Electronic Thesis and Dissertation Repository


Doctor of Philosophy




Sherry, David F.


Foraging bumblebees (Bombus impatiens) extract nectar and pollen from a wide variety of morphologically distinct flower species, referred to as flower handling. Bumblebees learn this behaviour and acquisition of multiple flower handling techniques is a demonstration of behavioural flexibility. The purpose of this thesis is to understand how bumblebees are able to forage flexibly. This research has three specific goals: (1) to identify the cognitive mechanisms that support flower handling learning, (2) to understand how bumblebees avoid interference costs between multiple handling techniques, and (3) to explore the relation between behavioural flexibility and the mushroom bodies of the bumblebee brain. To address the first two goals, I developed a laboratory model of flower handling. The model consisted of a tube with a plastic door insert that bumblebees moved to access a nectar reward. The door was designed to be similar to a flower petal that a bee would lift to access a nectary in a real flower. All bees demonstrated the same set of motor behaviours and showed improvement across trials by increasing the frequency with which they used the successful behaviour. The apparatus was then adapted to measure bees’ ability to switch between two handling tasks, representing two different flower morphologies. Two variations of the apparatus were used, each of which required a different innate motor pattern for successful removal of the door. Bees switched between the two tasks by changing only the frequency that they engaged in each successful motor behaviour.
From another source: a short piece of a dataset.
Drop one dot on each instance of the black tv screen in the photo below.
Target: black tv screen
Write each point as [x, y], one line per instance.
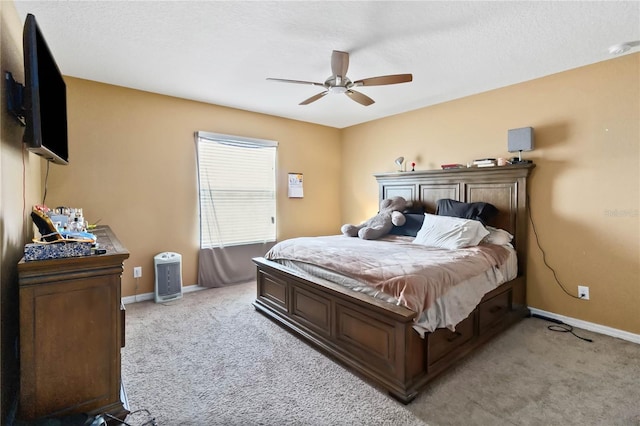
[45, 100]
The role of the mushroom bodies in behavioural flexibility was examined by training bees on a measure of behavioural flexibility, reversal learning, and relating performance to volume of the mushroom bodies and their components. Performance on the reversal task did not correlate with mushroom body volume. My overall findings are that bumblebees use a combination of innate motor patterns and learned associations to forage on a variety of flower species and the flexibility of individual bumblebees is not related to individual variation in volume of the mushroom bodies and their components.